Asynchronous modes of vibrations in linear conservative systems: an illustrative discussion of plane framed structures

The theme of asynchronous modes of vibration is recast in this paper to address the case of linear conservative discrete systems. In fact, it is known that linear non-conservative discrete systems such as those characterized by a non-symmetric stiffness matrix may undergo asynchronous free vibrations. Yet, non-conservativeness is not mandatory for the occurrence of asynchronous modes, as it is illustrated in this investigation of simple plane frames, provided the system parameters are properly chosen. Firstly, a one-storey-frame model, with consistent-mass and stiffness matrices, is studied and conditions for the occurrence of asynchronous modes are established. Next, a three-storey shear building is modelled, with lumped-mass matrix, and isolated asynchronous modes are not observed. However, non-isolated asynchronous modes are seen to exist, including a case in which the first floor is at rest. In this scenario, the upper floors play the role of vibration controllers, sparing the lower columns from oscillating. This might be welcome from the architectural viewpoint, so that pilotis would not be a priori ruled out in case of earthquake-borne vibration. Usually the participating masses of the asynchronous modes are low (and even null).
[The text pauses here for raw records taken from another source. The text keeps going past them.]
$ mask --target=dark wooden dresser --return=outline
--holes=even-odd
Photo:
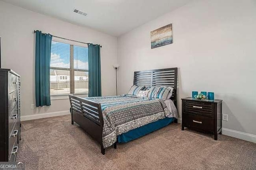
[[[20,140],[20,77],[0,68],[0,162],[14,161]]]
[[[182,99],[182,130],[184,127],[210,133],[218,140],[222,133],[222,100],[201,100]]]

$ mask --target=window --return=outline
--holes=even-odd
[[[54,38],[50,65],[51,96],[88,94],[86,44]]]

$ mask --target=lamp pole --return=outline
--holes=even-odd
[[[118,64],[114,64],[113,66],[116,69],[116,96],[117,96],[117,68],[119,67],[119,65]]]
[[[116,68],[116,96],[117,96],[117,67]]]

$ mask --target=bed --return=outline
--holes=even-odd
[[[177,68],[134,73],[135,86],[173,88],[168,103],[132,94],[86,98],[70,95],[71,123],[78,124],[98,141],[104,154],[106,148],[116,149],[117,142],[127,142],[176,122],[169,105],[177,106]]]

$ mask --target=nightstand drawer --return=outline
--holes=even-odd
[[[199,115],[184,114],[182,123],[185,127],[213,132],[214,118]]]
[[[198,101],[186,101],[184,111],[187,113],[213,117],[214,105],[210,103]]]

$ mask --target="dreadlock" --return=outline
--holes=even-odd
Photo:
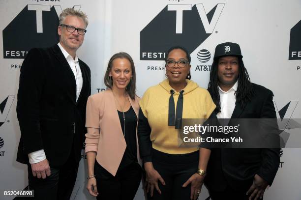
[[[244,67],[242,59],[239,59],[239,76],[238,86],[236,93],[236,100],[241,103],[241,106],[244,108],[246,103],[251,100],[251,98],[255,94],[255,92],[250,81],[249,74]],[[214,59],[210,72],[210,80],[208,84],[208,91],[216,106],[215,111],[220,112],[220,99],[218,92],[218,77],[217,76],[217,68],[218,66],[218,58]]]

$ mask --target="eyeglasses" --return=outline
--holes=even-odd
[[[75,27],[72,27],[72,26],[66,25],[65,24],[61,24],[60,25],[60,27],[65,27],[67,31],[70,32],[73,32],[75,30],[77,30],[77,33],[81,35],[84,35],[86,34],[87,30],[83,29],[76,29]]]
[[[166,65],[168,67],[174,67],[176,66],[176,63],[178,63],[178,66],[180,68],[185,67],[187,64],[189,64],[189,62],[186,60],[182,59],[179,61],[175,61],[173,60],[166,60]]]

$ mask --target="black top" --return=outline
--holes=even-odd
[[[122,112],[118,111],[120,124],[124,135],[124,126],[123,123],[123,117]],[[125,167],[132,164],[133,162],[138,162],[137,158],[137,142],[136,140],[136,128],[137,125],[137,118],[132,106],[129,109],[124,112],[125,118],[125,143],[126,148],[123,154],[123,157],[121,161],[117,171],[121,170]],[[95,162],[95,167],[94,172],[97,173],[97,175],[103,178],[112,176],[112,174],[107,171],[104,168],[100,166],[97,162]],[[98,174],[98,173],[100,173]]]
[[[76,100],[76,83],[60,47],[30,50],[21,68],[17,115],[21,138],[17,161],[29,164],[28,154],[44,149],[50,167],[64,165],[70,155],[81,160],[90,72],[79,59],[83,87]],[[55,146],[55,147],[54,147]]]
[[[124,135],[122,112],[118,111],[118,115],[119,116],[122,133]],[[126,148],[118,168],[119,170],[128,166],[133,162],[137,162],[136,128],[138,119],[132,106],[128,111],[124,112],[124,116],[125,117],[125,135],[124,138],[126,143]]]

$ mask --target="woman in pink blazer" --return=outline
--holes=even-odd
[[[97,200],[132,200],[142,170],[137,140],[140,98],[128,54],[111,58],[104,83],[108,89],[90,96],[87,104],[87,189]]]

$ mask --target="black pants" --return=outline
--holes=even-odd
[[[118,171],[115,176],[110,174],[102,175],[103,168],[95,161],[94,173],[96,175],[97,200],[133,200],[140,184],[141,167],[139,164],[131,164]]]
[[[51,174],[46,178],[38,178],[32,175],[30,165],[28,165],[29,189],[34,190],[34,198],[38,200],[69,200],[77,174],[79,163],[71,153],[62,166],[50,168]]]
[[[246,195],[247,190],[237,191],[229,186],[227,186],[224,191],[215,191],[212,190],[209,190],[209,191],[212,200],[248,200],[251,195],[251,194]],[[263,200],[263,198],[261,200]]]
[[[182,185],[195,172],[198,168],[199,151],[184,154],[169,154],[153,149],[152,165],[165,182],[163,185],[158,182],[162,194],[155,188],[152,197],[148,194],[148,200],[190,200],[189,184],[185,188]]]

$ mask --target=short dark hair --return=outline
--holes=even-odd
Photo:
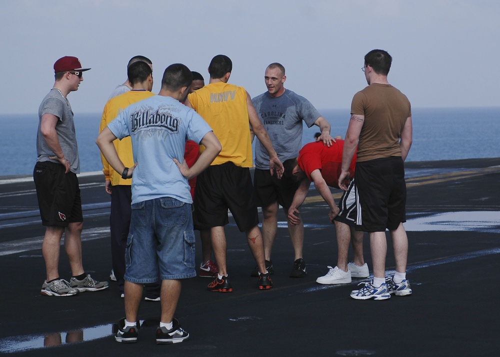
[[[203,78],[203,76],[202,76],[200,73],[198,73],[195,70],[192,70],[191,74],[192,74],[193,80],[202,80],[203,82],[205,82],[205,80]]]
[[[138,61],[130,64],[127,68],[126,75],[128,80],[134,85],[144,82],[152,72],[151,67],[147,63]]]
[[[210,78],[214,79],[222,78],[226,74],[232,70],[232,62],[224,54],[218,54],[212,58],[208,65]]]
[[[294,170],[294,168],[298,164],[297,158],[289,158],[288,160],[285,160],[284,162],[283,162],[283,167],[284,168],[284,171],[283,172],[283,176],[287,178],[292,178],[294,175],[292,174],[292,172]]]
[[[372,50],[364,56],[364,66],[369,66],[375,73],[387,76],[390,69],[392,58],[383,50]]]
[[[282,64],[280,63],[278,63],[278,62],[274,62],[273,63],[272,63],[270,64],[268,66],[268,68],[270,70],[272,70],[274,68],[278,68],[281,71],[282,76],[284,76],[285,75],[284,67],[283,65]]]
[[[189,68],[180,63],[170,64],[165,70],[162,79],[162,88],[171,92],[182,87],[188,88],[192,82],[192,74]]]
[[[144,56],[134,56],[134,57],[131,58],[130,60],[128,61],[128,64],[126,65],[126,68],[128,68],[132,64],[138,61],[146,62],[146,63],[149,64],[153,64],[153,62],[151,62],[151,60],[150,60],[147,57],[144,57]]]

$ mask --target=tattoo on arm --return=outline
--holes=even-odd
[[[356,114],[353,114],[350,116],[350,120],[354,120],[356,122],[362,122],[364,121],[364,116],[356,116]]]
To maximize the asynchronous-mode participating mass, a final model of the three-storey frame is discussed, this time taking into account the flexural stiffness of both the columns and the beams, although still using lumped-mass matrix. In this case, it is seen that much larger participating masses can be obtained for the asynchronous mode. Since asynchronous modes are associated with the vibration localization phenomenon, they can be potentially explored in the design of vibration controllers or, alternatively, energy harvesting systems.